You are viewing the RapidMiner Studio documentation for version 9.4 - Check here for latest version
Install the Python Scripting extension
The Python Scripting extension includes the Operator Execute Python, that makes it possible to run Python code inside a RapidMiner process. The Operator supports a variety of Python interpreters/distributions, including the popular Anaconda distribution and virtualenvwrapper environments.
Install
To install the extension, go to the Extensions menu, open the Marketplace (Updates and Extensions), and search for Python Scripting. For more detail, see Adding extensions.
Configure: choose the default Python
Even without any configuration, the extension will attempt to detect a Python environment / executable. If Anaconda is installed, it will by default use the base conda environment. Otherwise it will use the first executable it finds.
Before using the extension for the first time, you should configure its default settings: the location of your Python interpreter or the name of your virtual environment. Notice, however, that you can override the default settings within the Operator Execute Python by unchecking the advanced parameter use default python.
To configure the extension with the default Python, take the following steps:
Open the Preferences dialog (on Mac OS go to the RapidMiner -> Preferences... menu, on other systems use the Settings -> Preferences... menu).
Go to the Python Scripting tab.
If the folder containing your Python interpreter (or conda/virtualenvwrapper) is not in your system path, edit Search paths and include it.
Based on your needs, set the package manager to one of the following:
If you are using Anaconda (or Miniconda), select the conda (anaconda) option from the drop-down list (this is the default).

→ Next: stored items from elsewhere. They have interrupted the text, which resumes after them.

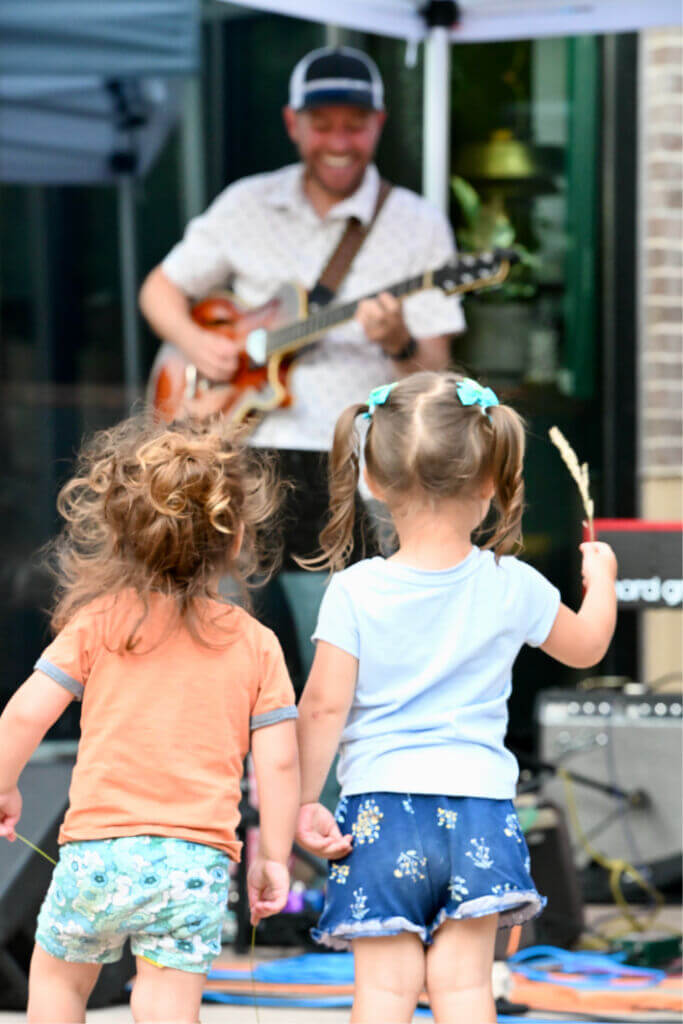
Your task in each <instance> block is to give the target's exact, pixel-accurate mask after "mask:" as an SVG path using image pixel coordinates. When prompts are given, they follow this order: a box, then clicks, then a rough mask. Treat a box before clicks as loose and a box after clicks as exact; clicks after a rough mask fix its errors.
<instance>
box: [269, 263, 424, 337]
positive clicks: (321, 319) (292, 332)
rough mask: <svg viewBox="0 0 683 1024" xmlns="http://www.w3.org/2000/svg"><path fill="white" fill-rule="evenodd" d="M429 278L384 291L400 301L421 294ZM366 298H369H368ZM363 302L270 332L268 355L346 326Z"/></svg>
mask: <svg viewBox="0 0 683 1024" xmlns="http://www.w3.org/2000/svg"><path fill="white" fill-rule="evenodd" d="M429 276H430V274H428V273H419V274H418V275H417V276H415V278H407V279H405V280H404V281H400V282H398V284H396V285H390V286H389V287H388V288H383V289H382V291H383V292H389V293H390V294H391V295H393V296H394V298H396V299H399V298H402V296H404V295H410V293H411V292H419V291H420V290H421V289H423V288H425V287H426V286H427V281H428V279H429ZM365 297H366V298H367V296H365ZM361 301H362V300H361V299H354V300H353V301H352V302H345V303H344V304H343V305H341V306H331V307H328V306H326V307H325V308H324V309H318V310H317V311H316V312H313V313H309V315H308V316H307V317H306V318H305V319H303V321H297V322H296V323H294V324H289V325H288V326H287V327H281V328H276V329H275V330H274V331H268V343H267V350H268V354H269V353H270V352H273V351H275V350H276V349H279V348H286V347H287V346H288V345H291V344H293V343H294V342H296V341H299V340H300V339H302V338H308V337H310V336H311V335H318V334H322V333H324V332H325V331H327V330H329V329H330V328H332V327H337V325H338V324H344V323H345V322H346V321H350V319H352V318H353V316H354V314H355V310H356V308H357V306H358V303H359V302H361Z"/></svg>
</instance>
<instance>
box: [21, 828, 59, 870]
mask: <svg viewBox="0 0 683 1024" xmlns="http://www.w3.org/2000/svg"><path fill="white" fill-rule="evenodd" d="M14 835H15V836H16V838H17V839H19V840H22V842H23V843H26V845H27V846H30V847H31V849H32V850H35V852H36V853H39V854H40V855H41V857H45V860H49V862H50V863H51V864H56V860H54V858H53V857H50V855H49V853H45V851H44V850H41V849H40V847H39V846H36V844H35V843H32V842H31V840H30V839H27V838H26V836H19V834H18V833H17V831H16V830H14Z"/></svg>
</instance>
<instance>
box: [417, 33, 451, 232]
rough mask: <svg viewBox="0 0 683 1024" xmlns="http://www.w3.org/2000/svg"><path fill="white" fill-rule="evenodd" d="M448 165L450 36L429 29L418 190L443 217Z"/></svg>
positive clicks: (448, 183) (450, 80)
mask: <svg viewBox="0 0 683 1024" xmlns="http://www.w3.org/2000/svg"><path fill="white" fill-rule="evenodd" d="M450 166H451V33H450V31H449V29H447V28H444V27H442V26H434V27H433V28H430V30H429V34H428V36H427V38H426V39H425V63H424V100H423V141H422V191H423V195H424V196H425V197H426V199H428V200H429V201H430V203H433V205H434V206H435V207H437V208H438V209H439V210H441V212H442V213H445V214H446V215H447V212H449V171H450Z"/></svg>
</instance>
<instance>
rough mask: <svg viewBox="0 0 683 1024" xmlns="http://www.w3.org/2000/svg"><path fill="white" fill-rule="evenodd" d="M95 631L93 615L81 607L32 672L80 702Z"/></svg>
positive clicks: (36, 664) (95, 644) (94, 639)
mask: <svg viewBox="0 0 683 1024" xmlns="http://www.w3.org/2000/svg"><path fill="white" fill-rule="evenodd" d="M97 632H98V631H97V624H96V615H95V614H94V613H93V612H92V610H91V609H89V608H81V610H80V611H77V612H76V614H75V615H74V617H73V618H72V620H70V622H69V623H67V625H66V626H65V628H63V629H62V630H61V631H60V632H59V633H58V634H57V635H56V637H55V638H54V640H53V641H52V643H51V644H50V645H49V646H48V647H46V648H45V650H44V651H43V653H42V654H41V655H40V657H39V658H38V660H37V662H36V664H35V666H34V669H36V670H37V671H38V672H43V673H44V674H45V675H46V676H49V677H50V679H53V680H54V682H55V683H58V684H59V686H63V688H65V689H66V690H69V692H70V693H73V694H74V696H75V697H76V698H77V699H78V700H81V699H82V698H83V691H84V689H85V685H86V683H87V681H88V676H89V675H90V669H91V668H92V663H93V660H94V656H95V651H96V647H97Z"/></svg>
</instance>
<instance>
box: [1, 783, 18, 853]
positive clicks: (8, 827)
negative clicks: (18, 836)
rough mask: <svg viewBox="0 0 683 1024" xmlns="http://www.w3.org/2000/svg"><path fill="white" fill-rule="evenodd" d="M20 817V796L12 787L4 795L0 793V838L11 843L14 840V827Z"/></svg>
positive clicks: (12, 841) (15, 787)
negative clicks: (1, 838) (3, 838)
mask: <svg viewBox="0 0 683 1024" xmlns="http://www.w3.org/2000/svg"><path fill="white" fill-rule="evenodd" d="M20 817H22V794H20V793H19V791H18V790H17V788H16V786H14V787H13V788H12V790H7V791H6V792H5V793H0V837H4V838H5V839H8V840H9V842H10V843H13V842H14V840H15V839H16V835H15V833H14V825H15V824H16V823H17V821H18V819H19V818H20Z"/></svg>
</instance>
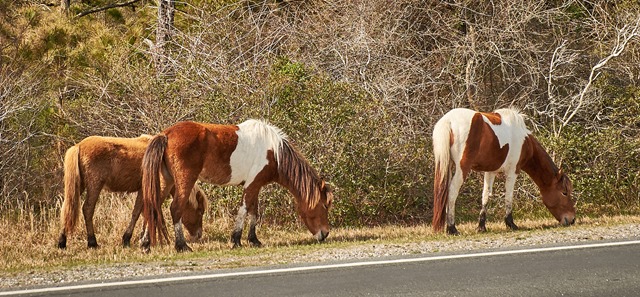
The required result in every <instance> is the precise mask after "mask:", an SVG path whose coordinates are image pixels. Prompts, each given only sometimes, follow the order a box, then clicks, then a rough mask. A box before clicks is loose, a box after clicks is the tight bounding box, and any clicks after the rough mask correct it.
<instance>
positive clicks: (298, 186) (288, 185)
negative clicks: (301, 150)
mask: <svg viewBox="0 0 640 297" xmlns="http://www.w3.org/2000/svg"><path fill="white" fill-rule="evenodd" d="M320 181H321V179H320V177H319V176H318V173H317V172H316V171H315V169H313V168H312V167H311V165H310V164H309V163H308V162H307V160H305V158H304V157H303V156H302V155H300V153H298V152H297V151H296V150H295V148H293V147H292V146H291V145H290V144H289V143H288V142H286V141H284V142H283V144H282V148H281V150H280V154H279V155H278V183H279V184H281V185H282V186H283V187H285V188H287V189H288V190H289V192H291V194H292V195H293V196H294V197H295V199H296V202H297V203H298V204H299V205H301V206H303V205H305V206H309V207H313V206H314V205H315V204H316V203H317V200H318V199H319V198H317V196H319V194H318V193H317V192H318V188H317V185H318V184H320Z"/></svg>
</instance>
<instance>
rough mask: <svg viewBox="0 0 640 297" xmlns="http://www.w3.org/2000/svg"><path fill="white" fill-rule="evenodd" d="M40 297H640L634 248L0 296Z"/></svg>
mask: <svg viewBox="0 0 640 297" xmlns="http://www.w3.org/2000/svg"><path fill="white" fill-rule="evenodd" d="M6 294H20V295H33V296H40V295H47V296H123V297H124V296H126V297H131V296H187V297H196V296H640V240H635V241H625V242H610V243H603V242H594V243H592V244H581V245H576V246H555V247H549V246H546V247H540V248H531V247H529V248H521V249H508V250H497V251H496V250H494V251H483V252H477V251H475V252H473V253H467V254H465V253H462V254H429V255H413V256H411V257H406V258H384V259H371V260H368V261H358V262H340V263H337V262H334V263H329V264H315V265H308V266H290V267H287V266H278V267H269V268H256V269H238V270H225V271H212V272H209V273H200V274H183V275H177V276H175V275H174V276H171V277H164V278H154V279H135V280H122V281H120V282H111V283H103V284H88V283H87V284H79V285H75V286H69V287H58V288H35V289H31V290H22V291H4V292H3V291H0V296H2V295H6Z"/></svg>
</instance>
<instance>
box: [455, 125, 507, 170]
mask: <svg viewBox="0 0 640 297" xmlns="http://www.w3.org/2000/svg"><path fill="white" fill-rule="evenodd" d="M482 115H483V114H482V113H476V114H475V115H474V116H473V118H472V120H471V128H470V129H469V136H468V138H467V142H466V143H465V148H464V153H463V154H462V159H461V160H460V167H461V168H462V171H463V178H466V177H467V175H468V174H469V171H470V170H475V171H496V170H498V169H499V168H500V166H501V165H502V164H503V163H504V160H505V159H506V158H507V154H508V153H509V145H508V144H506V145H505V146H503V147H500V141H499V140H498V137H497V136H496V135H495V133H494V132H493V129H491V127H490V126H489V124H487V123H486V122H485V121H484V119H483V118H482ZM494 120H495V118H494Z"/></svg>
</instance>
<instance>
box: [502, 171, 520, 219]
mask: <svg viewBox="0 0 640 297" xmlns="http://www.w3.org/2000/svg"><path fill="white" fill-rule="evenodd" d="M516 177H517V174H516V173H515V172H508V173H506V180H505V183H504V188H505V192H504V200H505V201H504V202H505V203H504V204H505V205H504V208H505V213H506V215H505V217H504V223H505V224H506V225H507V227H509V228H510V229H511V230H518V226H516V224H514V223H513V215H512V209H513V190H514V188H515V185H516Z"/></svg>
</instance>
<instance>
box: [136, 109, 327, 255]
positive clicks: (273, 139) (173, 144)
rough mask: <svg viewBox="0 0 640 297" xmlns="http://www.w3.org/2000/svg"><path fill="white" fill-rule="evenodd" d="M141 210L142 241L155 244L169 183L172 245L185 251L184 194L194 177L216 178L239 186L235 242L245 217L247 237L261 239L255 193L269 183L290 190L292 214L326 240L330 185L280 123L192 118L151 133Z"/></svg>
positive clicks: (236, 219)
mask: <svg viewBox="0 0 640 297" xmlns="http://www.w3.org/2000/svg"><path fill="white" fill-rule="evenodd" d="M142 167H143V179H142V184H143V197H144V199H143V200H144V203H143V204H144V217H145V222H146V224H147V230H146V232H145V235H144V237H143V241H142V248H143V250H145V251H148V250H149V248H150V245H151V244H155V241H156V239H155V237H156V228H157V226H158V224H159V223H160V222H159V221H158V219H159V216H158V214H159V213H161V205H162V202H163V200H164V197H165V196H166V195H165V192H166V187H167V186H172V185H174V186H175V189H176V195H175V196H174V199H173V202H172V203H171V217H172V219H173V224H174V231H175V234H176V239H175V240H176V241H175V248H176V250H178V251H190V250H191V248H190V247H189V246H188V245H187V244H186V242H185V240H184V237H183V235H182V227H181V224H180V222H181V220H182V219H183V209H184V204H185V203H186V202H185V201H186V197H187V194H188V193H190V192H191V189H192V188H193V185H194V184H195V183H196V181H197V180H201V181H203V182H207V183H211V184H215V185H243V186H244V192H243V195H242V206H241V207H240V209H239V210H238V214H237V218H236V226H235V229H234V232H233V234H232V241H233V245H234V247H237V246H240V245H241V243H240V239H241V236H242V230H243V226H244V220H245V217H247V216H248V218H249V236H248V240H249V242H250V243H251V244H252V245H256V246H260V245H261V243H260V241H259V240H258V238H257V236H256V223H257V215H258V193H259V191H260V188H262V187H263V186H264V185H267V184H269V183H272V182H276V183H279V184H280V185H282V186H284V187H285V188H287V189H289V191H290V192H291V193H292V194H293V196H294V197H295V201H296V205H297V210H298V214H299V215H300V217H301V219H302V221H303V222H304V224H305V225H306V226H307V228H308V229H309V231H311V233H312V234H313V235H314V236H315V237H316V238H317V240H319V241H322V240H324V239H325V238H326V237H327V236H328V234H329V222H328V218H327V216H328V210H329V207H330V206H331V202H332V200H333V194H332V192H331V189H330V188H329V186H328V185H327V184H325V182H324V180H323V179H322V178H321V177H320V176H319V175H318V173H317V172H316V170H315V169H313V168H312V167H311V166H310V165H309V163H308V162H307V161H306V160H305V158H304V157H303V156H302V155H301V154H300V153H298V152H297V151H296V149H295V148H294V147H293V146H292V145H291V143H290V142H289V140H288V139H287V137H286V135H285V134H284V133H283V132H282V131H281V130H280V129H278V128H276V127H274V126H271V125H268V124H266V123H264V122H262V121H256V120H248V121H246V122H244V123H241V124H239V125H216V124H205V123H194V122H180V123H177V124H175V125H173V126H171V127H169V128H167V129H166V130H164V131H163V132H162V133H160V134H158V135H156V136H155V137H154V138H153V139H152V140H151V142H150V144H149V147H148V149H147V151H146V153H145V156H144V160H143V165H142Z"/></svg>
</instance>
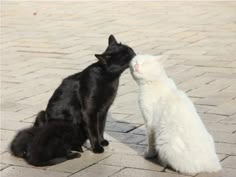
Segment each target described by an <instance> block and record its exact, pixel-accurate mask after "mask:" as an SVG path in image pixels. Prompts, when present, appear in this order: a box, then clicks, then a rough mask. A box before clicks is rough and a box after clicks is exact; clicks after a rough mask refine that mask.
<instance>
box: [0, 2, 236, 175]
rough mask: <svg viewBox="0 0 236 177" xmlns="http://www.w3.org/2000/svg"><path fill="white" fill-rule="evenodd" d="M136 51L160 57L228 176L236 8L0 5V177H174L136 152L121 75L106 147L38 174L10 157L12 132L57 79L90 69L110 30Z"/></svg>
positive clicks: (219, 3) (121, 6)
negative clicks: (211, 145)
mask: <svg viewBox="0 0 236 177" xmlns="http://www.w3.org/2000/svg"><path fill="white" fill-rule="evenodd" d="M111 33H113V34H114V35H115V36H116V38H117V39H118V40H119V41H122V42H123V43H126V44H128V45H130V46H131V47H133V48H134V50H135V51H136V52H137V53H150V54H168V55H169V56H170V58H169V60H168V62H167V63H166V69H167V72H168V74H169V75H170V76H171V77H172V78H173V79H174V80H175V81H176V83H177V84H178V86H179V87H180V88H181V89H183V90H184V91H186V92H187V94H188V95H189V96H190V97H191V99H192V100H193V101H194V103H195V105H196V107H197V109H198V112H199V113H200V114H201V116H202V119H203V121H204V123H205V124H206V126H207V128H208V130H209V131H210V133H211V134H212V135H213V137H214V139H215V143H216V150H217V153H218V155H219V157H220V159H221V163H222V166H223V167H224V170H223V171H222V172H220V173H216V174H197V175H195V176H197V177H206V176H207V177H212V176H214V177H215V176H217V177H218V176H222V177H233V176H236V50H235V49H236V3H235V2H105V3H101V2H97V3H95V2H65V1H64V2H45V1H44V2H39V1H38V2H37V1H35V2H20V1H18V2H17V1H15V2H11V1H3V2H2V4H1V35H2V38H1V58H2V61H1V148H0V150H1V151H0V156H1V163H0V164H1V173H0V174H1V176H2V177H14V176H17V177H32V176H40V177H49V176H50V177H51V176H52V177H55V176H57V177H67V176H71V177H83V176H86V177H88V176H89V177H93V176H94V177H107V176H113V177H118V176H119V177H126V176H128V177H151V176H158V177H162V176H163V177H172V176H173V177H176V176H184V175H181V174H178V173H175V172H173V171H171V170H163V168H162V167H161V166H159V165H157V164H156V162H155V161H147V160H145V159H144V158H143V156H142V154H143V151H144V149H145V147H146V141H145V131H144V126H143V120H142V117H141V114H140V111H139V109H138V105H137V86H136V84H135V83H134V81H133V80H132V78H131V76H130V73H129V70H127V71H126V72H125V73H124V74H123V75H122V78H121V82H120V88H119V93H118V96H117V98H116V100H115V103H114V104H113V106H112V108H111V110H110V112H111V114H110V115H109V116H108V122H107V126H106V137H107V138H108V139H109V141H110V142H111V143H110V146H109V147H108V148H106V151H105V153H103V154H99V155H95V154H92V153H91V152H90V151H88V150H87V151H85V152H84V153H83V154H82V156H81V158H78V159H75V160H70V161H67V162H65V163H62V164H59V165H56V166H51V167H43V168H35V167H32V166H30V165H27V164H26V163H25V162H24V161H22V160H21V159H18V158H15V157H13V156H11V155H10V154H9V151H8V144H9V142H10V141H11V140H12V138H13V136H14V135H15V133H16V131H18V130H20V129H22V128H24V127H28V126H30V125H31V123H32V122H33V121H34V118H35V115H36V114H37V112H38V111H40V110H41V109H44V108H45V106H46V104H47V101H48V99H49V98H50V96H51V95H52V93H53V91H54V89H55V88H56V87H57V86H58V85H59V83H60V82H61V80H62V79H63V78H64V77H66V76H68V75H70V74H73V73H76V72H78V71H81V70H82V69H83V68H85V67H86V66H88V65H89V64H90V63H92V62H93V61H94V60H95V59H94V54H95V53H101V52H103V51H104V49H105V48H106V45H107V38H108V36H109V34H111Z"/></svg>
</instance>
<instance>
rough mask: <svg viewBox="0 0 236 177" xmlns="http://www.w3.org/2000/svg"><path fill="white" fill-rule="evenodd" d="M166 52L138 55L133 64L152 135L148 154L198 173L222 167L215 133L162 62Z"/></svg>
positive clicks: (147, 149) (136, 56)
mask: <svg viewBox="0 0 236 177" xmlns="http://www.w3.org/2000/svg"><path fill="white" fill-rule="evenodd" d="M161 60H163V57H162V56H151V55H137V56H136V57H134V58H133V60H132V61H131V64H130V69H131V73H132V76H133V78H134V80H135V81H136V82H137V84H138V85H139V106H140V109H141V112H142V114H143V117H144V122H145V126H146V129H147V136H148V149H147V151H146V152H145V154H144V155H145V157H146V158H150V157H154V156H156V155H158V158H159V160H160V163H161V164H162V165H164V166H170V167H172V168H173V169H175V170H176V171H179V172H182V173H187V174H195V173H199V172H216V171H219V170H220V169H221V165H220V163H219V159H218V157H217V155H216V152H215V145H214V141H213V139H212V137H211V135H210V134H209V133H208V131H207V130H206V128H205V126H204V124H203V123H202V121H201V118H200V117H199V115H198V114H197V111H196V109H195V107H194V105H193V103H192V102H191V100H190V99H189V98H188V97H187V95H186V94H185V93H184V92H183V91H180V90H178V88H176V85H175V83H174V82H173V80H172V79H170V78H168V76H167V75H166V73H165V70H164V68H163V66H162V64H161Z"/></svg>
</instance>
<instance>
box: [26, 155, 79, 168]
mask: <svg viewBox="0 0 236 177" xmlns="http://www.w3.org/2000/svg"><path fill="white" fill-rule="evenodd" d="M79 157H80V154H79V153H74V152H73V153H70V154H68V155H67V156H65V157H58V158H55V159H52V160H49V161H46V162H39V161H35V160H34V159H31V158H29V159H28V158H26V159H25V160H26V161H27V162H28V163H29V164H30V165H34V166H37V167H43V166H52V165H57V164H59V163H63V162H65V161H67V160H72V159H75V158H79Z"/></svg>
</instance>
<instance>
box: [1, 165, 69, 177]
mask: <svg viewBox="0 0 236 177" xmlns="http://www.w3.org/2000/svg"><path fill="white" fill-rule="evenodd" d="M68 175H69V174H68V173H63V172H53V171H45V170H40V169H33V168H25V167H17V166H11V167H8V168H6V169H4V170H3V171H1V176H2V177H12V176H18V177H32V176H42V177H49V176H50V177H51V176H58V177H64V176H68Z"/></svg>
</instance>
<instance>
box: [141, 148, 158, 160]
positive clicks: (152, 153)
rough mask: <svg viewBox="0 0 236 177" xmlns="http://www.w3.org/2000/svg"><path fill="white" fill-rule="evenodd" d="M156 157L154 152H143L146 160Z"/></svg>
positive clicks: (147, 150)
mask: <svg viewBox="0 0 236 177" xmlns="http://www.w3.org/2000/svg"><path fill="white" fill-rule="evenodd" d="M156 156H157V153H156V151H155V150H151V151H150V150H147V151H145V152H144V157H145V158H146V159H151V158H154V157H156Z"/></svg>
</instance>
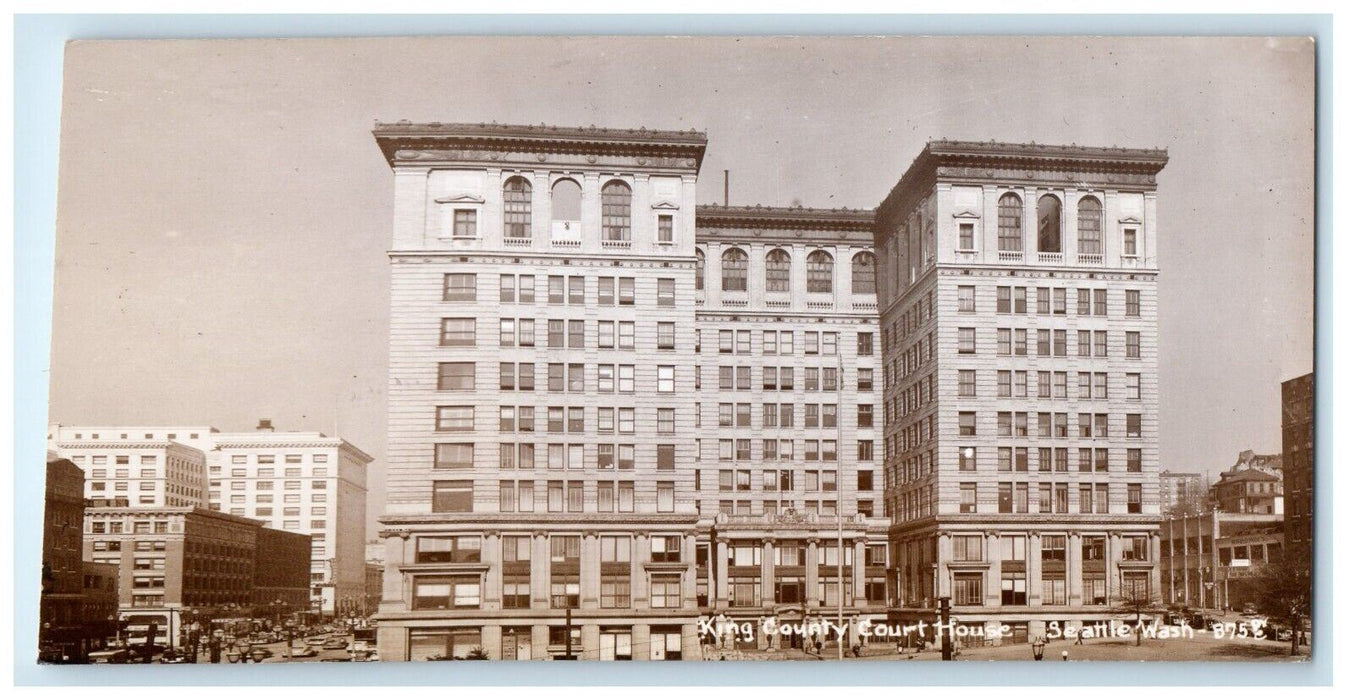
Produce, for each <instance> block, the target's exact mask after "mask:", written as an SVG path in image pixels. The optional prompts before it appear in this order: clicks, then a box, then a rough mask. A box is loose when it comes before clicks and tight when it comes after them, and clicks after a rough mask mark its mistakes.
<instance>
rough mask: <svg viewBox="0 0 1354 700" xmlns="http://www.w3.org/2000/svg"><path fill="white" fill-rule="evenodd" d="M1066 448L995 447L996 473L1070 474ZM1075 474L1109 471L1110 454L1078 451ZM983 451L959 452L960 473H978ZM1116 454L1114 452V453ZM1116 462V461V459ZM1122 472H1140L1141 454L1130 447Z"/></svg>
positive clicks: (1039, 447)
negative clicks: (1095, 471)
mask: <svg viewBox="0 0 1354 700" xmlns="http://www.w3.org/2000/svg"><path fill="white" fill-rule="evenodd" d="M1068 450H1072V448H1067V447H1014V445H1011V447H998V448H997V450H995V454H997V471H1070V463H1068V456H1070V455H1071V452H1070V451H1068ZM1074 450H1076V471H1109V470H1110V450H1109V448H1108V447H1078V448H1074ZM980 451H982V448H978V447H960V448H959V452H957V454H959V471H978V462H979V455H980ZM1116 454H1117V451H1116ZM1030 458H1033V459H1034V468H1033V470H1030ZM1116 462H1117V458H1116ZM1122 464H1124V468H1125V471H1129V473H1139V471H1143V450H1141V448H1137V447H1129V448H1127V450H1124V460H1122Z"/></svg>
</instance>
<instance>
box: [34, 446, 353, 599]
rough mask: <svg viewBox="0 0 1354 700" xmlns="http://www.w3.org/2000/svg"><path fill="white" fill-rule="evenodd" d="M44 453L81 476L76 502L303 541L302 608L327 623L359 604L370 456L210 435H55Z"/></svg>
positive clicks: (341, 451)
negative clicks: (323, 615)
mask: <svg viewBox="0 0 1354 700" xmlns="http://www.w3.org/2000/svg"><path fill="white" fill-rule="evenodd" d="M49 448H50V450H54V451H56V452H57V454H60V455H61V456H64V458H66V459H70V460H72V462H74V463H76V466H79V467H81V468H83V470H85V496H87V497H89V498H126V500H127V505H130V506H156V508H164V506H199V508H210V509H214V510H221V512H226V513H230V515H234V516H244V517H250V519H255V520H260V521H263V523H264V524H265V527H271V528H275V529H283V531H288V532H301V533H306V535H310V536H311V570H310V571H311V573H310V577H311V603H313V605H314V607H317V608H320V609H322V611H324V612H325V613H326V615H329V613H334V612H341V611H343V609H344V608H345V607H349V608H352V609H357V608H360V607H362V601H363V597H364V596H366V565H364V561H366V535H367V527H366V517H367V466H368V464H370V463H371V456H370V455H367V454H366V452H363V451H362V450H359V448H356V447H353V445H352V444H351V443H348V441H345V440H343V439H340V437H329V436H325V435H322V433H318V432H280V433H279V432H272V425H271V424H269V422H268V421H261V422H260V425H259V429H257V431H255V432H240V433H223V432H219V431H217V429H215V428H210V426H187V428H177V426H168V428H167V426H64V425H53V426H51V429H50V431H49Z"/></svg>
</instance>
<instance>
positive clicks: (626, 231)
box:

The conda environment parameter appears. From the drop-down list select the name of the environment you want to use. Click the refresh button, if you don't see your environment in the list.
If you are using virtualenvwrapper, select the virtualenvwrapper option from the drop-down list. The venvw environment parameter appears. From the drop-down list select the name of the environment you want to use. Click the refresh button, if you don't see your environment in the list.
If you are using some other Python executable/distribution, select the specific python binaries option from the drop-down list. The Python binary path parameter appears. The extension scans some commonly used directories plus the additional directories you provided in Search paths for Python executables; this scan may take some time. Select the desired Python executable from the drop-down menu. Click the refresh button if you don't see it in the list. Alternatively, locate your executable and provide the full path by typing it into the text box or by selecting it from the open file dialog.
When you click the refresh button, it may take a few seconds until the drop-down list is updated.
Once you have selected the desired environment/executable, click the Test button. If your configuration is successful, you may see something like this:
If testing fails, try to select a different environment/executable or address the problems shown in the dialog. Most probably you will need to install or upgrade some Python packages in your environment/executable.
Click OK to close the test result dialog. Click OK one more time to close the Preferences dialog and save the new settings.
Now you are ready to use the Execute Python operator.
Execute Python: override the default Python
The Python Scripting extension supports conda and virtualenvwrapper virtual environments. Virtual environments make package management simpler when you are working on multiple projects simultaneously. The Operator Execute Python normally uses the default environment defined in the Preferences dialog, but you can use any environment you like by unchecking the parameter use default python in the Parameters Panel. Then follow the instructions above to select a non-default environment for Execute Python.
The benefit of using virtual environments is that processes are more portable -- just make sure you have the same Python environment with the same packages installed on other instances of RapidMiner Studio or RapidMiner Server.